Income: There are no income guidelines for Clause 17E.
Whole Estate: The applicant’s whole estate (cash, bank balances, stocks, bonds, some types of personal property, etc.) excluding the value of the domicile (up to three living units) cannot exceed $57,160. for fiscal year 2015. Click here for an application PDF format
CLAUSE 22 - Veterans
Amount: UP TO $800 to a full exemption, depending on the nature and extent of the disability.
Eligibility: As of July 1 of the tax year, an individual must have lived in Massachusetts for at least the five preceding years or must have been domiciled in Massachusetts for at least six months prior to entering the service and must either be either (1) a veteran or a spouse of a veteran who has a service connected disability of at least 10% (as verified by the veterans administration); or (2) a veteran or spouse of a veteran who was awarded a purple heart / silver star; or (3) the parent of a serviceman who lost his or her life during wartime.

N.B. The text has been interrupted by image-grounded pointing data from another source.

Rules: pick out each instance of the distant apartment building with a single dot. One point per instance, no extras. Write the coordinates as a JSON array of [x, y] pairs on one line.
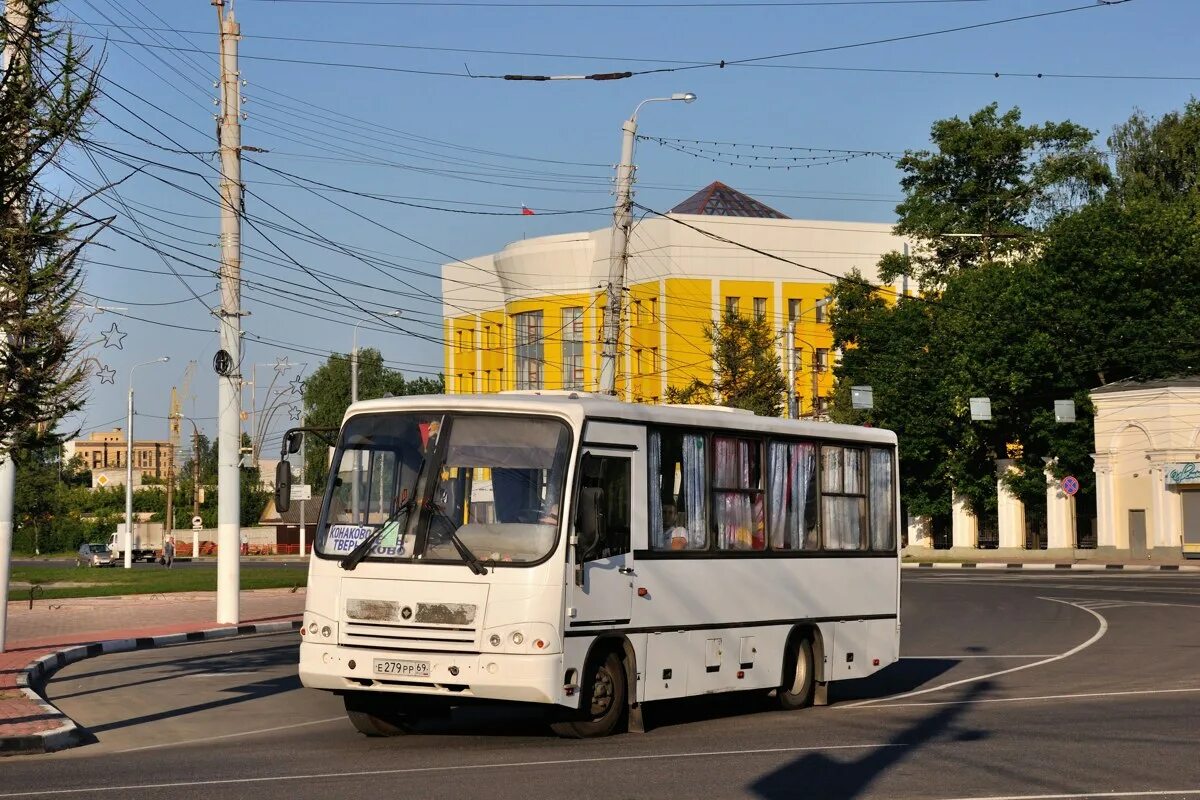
[[103, 453]]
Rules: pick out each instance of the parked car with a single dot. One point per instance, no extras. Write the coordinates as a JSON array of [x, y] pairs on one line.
[[95, 554]]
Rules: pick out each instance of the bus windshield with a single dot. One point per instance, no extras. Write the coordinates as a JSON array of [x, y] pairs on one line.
[[415, 482]]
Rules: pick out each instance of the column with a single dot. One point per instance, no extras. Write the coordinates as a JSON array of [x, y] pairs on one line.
[[1009, 510], [964, 524], [1060, 513], [921, 534], [1107, 506]]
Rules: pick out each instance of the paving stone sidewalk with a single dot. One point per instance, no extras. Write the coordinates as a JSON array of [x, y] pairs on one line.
[[52, 625]]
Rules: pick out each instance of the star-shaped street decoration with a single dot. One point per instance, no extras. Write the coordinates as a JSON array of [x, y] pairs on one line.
[[113, 337]]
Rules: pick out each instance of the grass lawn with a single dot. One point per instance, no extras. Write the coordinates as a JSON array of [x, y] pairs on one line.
[[65, 581]]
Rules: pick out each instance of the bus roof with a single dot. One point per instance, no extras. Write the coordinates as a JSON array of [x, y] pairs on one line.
[[580, 407]]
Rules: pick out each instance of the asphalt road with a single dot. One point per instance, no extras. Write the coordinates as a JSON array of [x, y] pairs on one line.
[[1012, 685]]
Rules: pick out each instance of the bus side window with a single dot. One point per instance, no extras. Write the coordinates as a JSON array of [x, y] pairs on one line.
[[606, 492]]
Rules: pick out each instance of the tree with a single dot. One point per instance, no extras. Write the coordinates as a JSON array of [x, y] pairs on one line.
[[1158, 158], [327, 395], [748, 373], [984, 191], [46, 95]]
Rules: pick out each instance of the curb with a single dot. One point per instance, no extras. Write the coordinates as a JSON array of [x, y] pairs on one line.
[[1049, 566], [67, 733]]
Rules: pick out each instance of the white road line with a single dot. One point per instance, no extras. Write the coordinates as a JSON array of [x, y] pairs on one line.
[[453, 768], [1147, 793], [1032, 655], [1096, 637], [1041, 697], [233, 735]]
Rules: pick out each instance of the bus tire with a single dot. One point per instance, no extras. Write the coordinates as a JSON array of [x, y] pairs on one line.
[[603, 698], [796, 690], [373, 715]]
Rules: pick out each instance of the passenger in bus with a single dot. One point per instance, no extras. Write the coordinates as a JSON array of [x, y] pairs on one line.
[[673, 527]]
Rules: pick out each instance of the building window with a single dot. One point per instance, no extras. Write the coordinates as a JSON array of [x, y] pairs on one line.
[[531, 359], [573, 348], [822, 359]]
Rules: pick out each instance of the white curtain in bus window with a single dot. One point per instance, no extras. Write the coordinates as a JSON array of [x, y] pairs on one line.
[[843, 498], [791, 471], [737, 494], [882, 501]]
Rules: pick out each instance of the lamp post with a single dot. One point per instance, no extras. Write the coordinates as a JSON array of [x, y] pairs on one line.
[[354, 398], [622, 221], [129, 467]]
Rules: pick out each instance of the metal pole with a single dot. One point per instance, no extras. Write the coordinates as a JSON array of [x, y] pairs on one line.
[[129, 480], [16, 47], [228, 385], [792, 410], [618, 259]]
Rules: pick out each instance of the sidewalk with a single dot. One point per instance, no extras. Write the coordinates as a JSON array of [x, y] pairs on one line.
[[27, 725]]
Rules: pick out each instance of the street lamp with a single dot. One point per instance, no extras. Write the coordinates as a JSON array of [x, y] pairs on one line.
[[354, 355], [129, 467], [622, 221]]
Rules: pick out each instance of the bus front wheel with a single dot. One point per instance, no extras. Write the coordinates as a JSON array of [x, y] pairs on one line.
[[796, 690], [603, 699], [375, 715]]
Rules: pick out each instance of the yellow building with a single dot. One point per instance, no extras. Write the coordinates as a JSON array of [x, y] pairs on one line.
[[532, 316]]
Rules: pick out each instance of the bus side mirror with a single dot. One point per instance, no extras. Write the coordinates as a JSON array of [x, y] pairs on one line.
[[283, 486]]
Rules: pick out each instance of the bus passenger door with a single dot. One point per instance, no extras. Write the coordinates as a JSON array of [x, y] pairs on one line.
[[603, 558]]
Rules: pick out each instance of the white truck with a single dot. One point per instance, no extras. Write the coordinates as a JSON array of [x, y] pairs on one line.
[[145, 543]]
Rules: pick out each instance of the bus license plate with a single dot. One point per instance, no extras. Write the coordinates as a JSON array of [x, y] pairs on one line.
[[406, 668]]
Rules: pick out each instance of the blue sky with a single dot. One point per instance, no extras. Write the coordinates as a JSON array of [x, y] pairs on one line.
[[492, 146]]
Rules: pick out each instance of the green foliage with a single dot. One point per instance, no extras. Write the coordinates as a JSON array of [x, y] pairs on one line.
[[1108, 295], [989, 185], [327, 395], [748, 373], [45, 98]]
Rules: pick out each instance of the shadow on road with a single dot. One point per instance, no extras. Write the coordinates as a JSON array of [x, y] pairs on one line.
[[816, 775]]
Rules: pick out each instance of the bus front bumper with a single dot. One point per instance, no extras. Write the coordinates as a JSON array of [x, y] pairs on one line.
[[499, 677]]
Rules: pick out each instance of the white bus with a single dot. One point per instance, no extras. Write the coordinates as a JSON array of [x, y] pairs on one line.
[[592, 555]]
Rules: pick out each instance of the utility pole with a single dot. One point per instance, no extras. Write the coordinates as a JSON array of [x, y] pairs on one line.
[[229, 380], [16, 53]]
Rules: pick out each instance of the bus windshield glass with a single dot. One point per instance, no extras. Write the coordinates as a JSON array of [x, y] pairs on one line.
[[415, 482]]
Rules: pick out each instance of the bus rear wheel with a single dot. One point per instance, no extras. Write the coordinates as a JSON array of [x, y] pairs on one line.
[[375, 715], [603, 697], [796, 690]]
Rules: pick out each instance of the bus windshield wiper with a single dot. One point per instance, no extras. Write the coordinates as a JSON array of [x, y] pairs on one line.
[[360, 552], [465, 553]]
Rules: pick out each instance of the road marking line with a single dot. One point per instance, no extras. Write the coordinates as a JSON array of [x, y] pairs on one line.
[[1032, 655], [232, 735], [1096, 637], [1147, 793], [451, 768], [1041, 697]]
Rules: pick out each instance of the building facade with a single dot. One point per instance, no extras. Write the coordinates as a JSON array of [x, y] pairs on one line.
[[532, 316], [105, 453]]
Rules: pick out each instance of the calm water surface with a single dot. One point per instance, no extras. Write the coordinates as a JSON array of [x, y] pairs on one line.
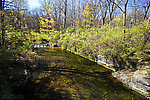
[[65, 76]]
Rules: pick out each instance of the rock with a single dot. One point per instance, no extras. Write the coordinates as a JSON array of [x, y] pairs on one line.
[[55, 45], [141, 80]]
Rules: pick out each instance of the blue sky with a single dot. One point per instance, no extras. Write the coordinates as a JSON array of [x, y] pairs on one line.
[[34, 4]]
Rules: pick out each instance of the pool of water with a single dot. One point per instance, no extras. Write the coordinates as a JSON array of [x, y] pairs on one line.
[[63, 75]]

Income: There are no income guidelines for Clause 22.
Whole Estate: There are no whole estate guidelines for Clause 22.
CLAUSE 37A – Blind Persons
Amount: UP TO $1000
Eligibility: As of July 1 of the tax year, an individual who is blind must own and occupy the property as his or her primary domicile. A certificate of blindness from the Commissioner for the Blind must be provided annually with the application for exemption.

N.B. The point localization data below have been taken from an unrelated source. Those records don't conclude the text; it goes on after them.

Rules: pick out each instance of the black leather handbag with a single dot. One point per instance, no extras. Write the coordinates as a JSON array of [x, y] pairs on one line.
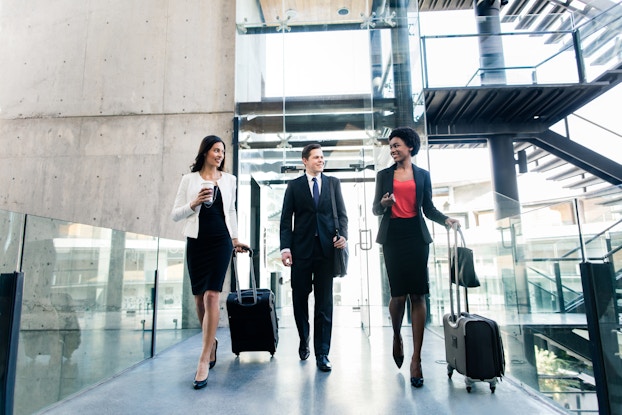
[[466, 266]]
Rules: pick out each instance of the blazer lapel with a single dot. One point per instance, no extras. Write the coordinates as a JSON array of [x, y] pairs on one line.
[[418, 176], [325, 190]]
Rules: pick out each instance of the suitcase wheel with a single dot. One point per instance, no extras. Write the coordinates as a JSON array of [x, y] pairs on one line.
[[450, 371]]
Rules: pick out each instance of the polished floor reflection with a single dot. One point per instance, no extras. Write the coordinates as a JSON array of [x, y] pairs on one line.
[[364, 380]]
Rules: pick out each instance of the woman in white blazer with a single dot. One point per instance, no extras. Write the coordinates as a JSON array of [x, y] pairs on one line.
[[211, 230]]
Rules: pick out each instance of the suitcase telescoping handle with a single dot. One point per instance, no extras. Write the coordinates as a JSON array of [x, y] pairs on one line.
[[237, 278], [452, 252]]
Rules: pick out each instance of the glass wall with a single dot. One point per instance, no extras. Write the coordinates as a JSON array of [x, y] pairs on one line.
[[529, 267], [88, 303], [342, 77]]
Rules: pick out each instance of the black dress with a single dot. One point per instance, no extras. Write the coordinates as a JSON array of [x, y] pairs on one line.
[[208, 256]]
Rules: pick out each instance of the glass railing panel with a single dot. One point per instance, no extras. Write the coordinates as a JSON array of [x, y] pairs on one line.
[[87, 312], [601, 42], [11, 233], [527, 58], [176, 315], [523, 264], [548, 243]]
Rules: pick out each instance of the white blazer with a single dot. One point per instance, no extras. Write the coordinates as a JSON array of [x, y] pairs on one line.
[[189, 189]]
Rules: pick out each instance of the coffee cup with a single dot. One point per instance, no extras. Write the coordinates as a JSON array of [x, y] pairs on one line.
[[208, 185]]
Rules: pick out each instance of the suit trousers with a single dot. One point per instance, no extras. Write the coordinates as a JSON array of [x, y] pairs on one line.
[[314, 274]]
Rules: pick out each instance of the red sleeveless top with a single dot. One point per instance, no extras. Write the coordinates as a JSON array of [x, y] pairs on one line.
[[405, 199]]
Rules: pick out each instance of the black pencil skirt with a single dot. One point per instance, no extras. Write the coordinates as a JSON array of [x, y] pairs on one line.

Income: There are no income guidelines for Clause 37A.
Whole Estate: There are no whole estate guidelines for Clause 37A. Click here for an application PDF format: http://www.mass.gov/dor/docs/dls/publ/forms/blind-96-3.pdf
CLAUSE 41D – Elderly
Amount: UP TO $2000
Eligibility: As of July 1 of the tax year, an individual must be at least 65 years old, must have owned and occupied the property for at least the five preceding years, and must have lived in Massachusetts for at least the ten preceding years.
Income: The applicant’s gross receipts from all sources in the year preceding the application cannot have exceeded $25,486, if single; $38,229 if married. (For fiscal year 2015)

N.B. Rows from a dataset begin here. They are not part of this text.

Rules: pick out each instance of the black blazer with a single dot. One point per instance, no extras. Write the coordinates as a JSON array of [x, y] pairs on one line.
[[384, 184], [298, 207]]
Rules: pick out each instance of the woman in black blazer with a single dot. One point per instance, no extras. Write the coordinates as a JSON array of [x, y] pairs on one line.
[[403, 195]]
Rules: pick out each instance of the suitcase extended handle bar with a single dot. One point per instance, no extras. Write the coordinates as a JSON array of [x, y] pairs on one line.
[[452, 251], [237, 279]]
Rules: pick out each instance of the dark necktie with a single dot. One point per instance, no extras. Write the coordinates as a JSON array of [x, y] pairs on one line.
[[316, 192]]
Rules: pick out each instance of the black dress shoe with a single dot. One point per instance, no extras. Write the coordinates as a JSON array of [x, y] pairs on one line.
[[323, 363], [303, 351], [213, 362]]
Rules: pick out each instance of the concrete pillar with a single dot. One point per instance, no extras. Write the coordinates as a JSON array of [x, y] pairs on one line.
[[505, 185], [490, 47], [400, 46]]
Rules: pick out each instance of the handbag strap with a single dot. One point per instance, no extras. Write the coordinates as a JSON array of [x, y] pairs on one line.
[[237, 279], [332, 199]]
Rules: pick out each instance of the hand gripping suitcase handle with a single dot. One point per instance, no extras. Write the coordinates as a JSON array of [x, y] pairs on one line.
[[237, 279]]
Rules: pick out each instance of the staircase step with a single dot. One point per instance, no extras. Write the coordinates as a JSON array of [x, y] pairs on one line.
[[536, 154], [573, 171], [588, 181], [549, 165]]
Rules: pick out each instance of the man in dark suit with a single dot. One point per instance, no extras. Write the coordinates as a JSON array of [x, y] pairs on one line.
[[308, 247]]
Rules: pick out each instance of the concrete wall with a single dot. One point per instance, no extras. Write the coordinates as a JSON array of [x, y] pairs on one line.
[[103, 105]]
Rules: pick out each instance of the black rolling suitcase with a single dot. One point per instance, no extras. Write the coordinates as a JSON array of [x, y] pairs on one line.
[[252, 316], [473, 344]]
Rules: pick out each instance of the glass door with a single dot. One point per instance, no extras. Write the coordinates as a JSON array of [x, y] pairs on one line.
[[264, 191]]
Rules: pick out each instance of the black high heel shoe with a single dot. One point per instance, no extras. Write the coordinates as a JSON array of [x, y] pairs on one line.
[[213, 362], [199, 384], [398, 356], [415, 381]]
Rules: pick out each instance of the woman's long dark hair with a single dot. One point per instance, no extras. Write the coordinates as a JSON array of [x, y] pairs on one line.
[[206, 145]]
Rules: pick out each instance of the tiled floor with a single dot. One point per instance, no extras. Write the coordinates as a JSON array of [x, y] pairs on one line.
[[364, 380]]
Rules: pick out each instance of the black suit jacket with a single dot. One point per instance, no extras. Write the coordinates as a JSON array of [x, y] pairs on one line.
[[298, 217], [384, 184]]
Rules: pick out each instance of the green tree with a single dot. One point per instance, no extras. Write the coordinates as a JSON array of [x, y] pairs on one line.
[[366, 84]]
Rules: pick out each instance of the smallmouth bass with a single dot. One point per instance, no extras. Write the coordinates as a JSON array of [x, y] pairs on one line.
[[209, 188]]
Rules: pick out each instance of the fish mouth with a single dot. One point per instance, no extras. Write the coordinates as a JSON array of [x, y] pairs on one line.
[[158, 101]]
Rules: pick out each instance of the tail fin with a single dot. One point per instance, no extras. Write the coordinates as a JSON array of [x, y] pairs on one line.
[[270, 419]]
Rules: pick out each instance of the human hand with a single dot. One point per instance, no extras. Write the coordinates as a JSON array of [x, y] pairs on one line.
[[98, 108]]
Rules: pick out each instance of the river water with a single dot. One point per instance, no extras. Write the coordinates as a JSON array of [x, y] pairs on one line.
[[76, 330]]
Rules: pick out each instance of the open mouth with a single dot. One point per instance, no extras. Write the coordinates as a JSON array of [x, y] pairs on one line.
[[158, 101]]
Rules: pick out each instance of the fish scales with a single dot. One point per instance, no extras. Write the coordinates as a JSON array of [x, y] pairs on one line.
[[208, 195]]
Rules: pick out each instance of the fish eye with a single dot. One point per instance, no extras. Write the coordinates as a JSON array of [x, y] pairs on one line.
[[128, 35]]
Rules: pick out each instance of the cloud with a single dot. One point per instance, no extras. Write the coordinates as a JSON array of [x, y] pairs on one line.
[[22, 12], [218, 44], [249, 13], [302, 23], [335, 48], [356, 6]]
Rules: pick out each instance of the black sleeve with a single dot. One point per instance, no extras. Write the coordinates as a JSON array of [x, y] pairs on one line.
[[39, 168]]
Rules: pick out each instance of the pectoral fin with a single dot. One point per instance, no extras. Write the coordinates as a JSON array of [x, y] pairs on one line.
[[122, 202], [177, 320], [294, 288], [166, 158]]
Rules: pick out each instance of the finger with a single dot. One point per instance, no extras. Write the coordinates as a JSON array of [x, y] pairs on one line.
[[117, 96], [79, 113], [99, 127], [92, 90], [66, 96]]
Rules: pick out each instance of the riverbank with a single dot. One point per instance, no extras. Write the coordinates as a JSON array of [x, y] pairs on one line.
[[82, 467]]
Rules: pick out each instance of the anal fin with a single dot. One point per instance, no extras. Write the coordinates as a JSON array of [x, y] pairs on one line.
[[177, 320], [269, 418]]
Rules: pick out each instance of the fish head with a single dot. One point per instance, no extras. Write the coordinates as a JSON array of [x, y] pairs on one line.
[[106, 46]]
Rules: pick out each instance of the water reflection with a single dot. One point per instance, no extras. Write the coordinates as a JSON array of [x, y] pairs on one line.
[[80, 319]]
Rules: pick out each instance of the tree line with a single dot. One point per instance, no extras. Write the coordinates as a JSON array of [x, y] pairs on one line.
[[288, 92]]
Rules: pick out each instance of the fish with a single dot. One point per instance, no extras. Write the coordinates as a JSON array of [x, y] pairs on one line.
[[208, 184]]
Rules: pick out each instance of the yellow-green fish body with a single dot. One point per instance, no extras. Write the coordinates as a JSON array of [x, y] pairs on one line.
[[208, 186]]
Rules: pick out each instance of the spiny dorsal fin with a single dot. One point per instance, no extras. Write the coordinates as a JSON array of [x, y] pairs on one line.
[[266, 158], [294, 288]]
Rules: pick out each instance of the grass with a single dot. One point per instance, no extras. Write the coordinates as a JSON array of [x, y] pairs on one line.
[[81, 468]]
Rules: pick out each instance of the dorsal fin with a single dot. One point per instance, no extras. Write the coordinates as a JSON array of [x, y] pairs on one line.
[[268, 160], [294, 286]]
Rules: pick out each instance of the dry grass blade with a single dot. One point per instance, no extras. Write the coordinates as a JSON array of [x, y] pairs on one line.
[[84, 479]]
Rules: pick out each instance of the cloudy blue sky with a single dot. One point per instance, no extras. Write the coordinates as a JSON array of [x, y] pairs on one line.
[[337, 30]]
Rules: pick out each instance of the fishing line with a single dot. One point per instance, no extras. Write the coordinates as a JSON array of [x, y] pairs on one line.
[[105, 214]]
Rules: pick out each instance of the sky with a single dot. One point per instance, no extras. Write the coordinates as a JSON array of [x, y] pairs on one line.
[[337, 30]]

Whole Estate: The applicant’s whole estate, excluding the value of the domicile (up to three living units) cannot exceed $50,972 if single; $70,087, if married. (For fiscal year 2015)
Available for a surviving spouse of a police officer or firefighter killed in the line of duty.
Available for minor children of a police officer or a firefighter killed in the line of duty.
CLAUSE 18 – Hardship
Persons who, because of their age, financial condition and physical infirmity feel they cannot contribute fully to the payment of their property taxes, may request consideration by the Board of Assessors in the form of a Clause 18 exemption. The decision to grant a Clause 18 exemption is made solely at the discretion of the Board of Assessors. Click here for a hardship application PDF format
CLAUSE 41A – Tax Deferral
Amount: Any or all of the taxes assessed may be deferred (not exempted), with interest, until such time as the property is sold or transferred, or until the demise of the owner, at which point the taxes and interest must be paid. The cumulative total of the taxes deferred cannot exceed 50% of the applicant’s share of the assessed value of the property. Entry into tax deferral creates a lien on the property, which is recorded by the Town at the Registry of Deeds.
Eligibility: As of July 1 of the tax year, an applicant must be at least 65 years old.
Income: The applicant’s gross receipts from all sources in the year preceding the application cannot have exceeded $55,000 (FY 2015).
Whole Estate: There are no whole estate guidelines for Clause 41A.
With the exception of Clause 41A (tax deferral) and Clause 18 (hardship) it is not possible to receive the benefit of more than one exemption in the fiscal year.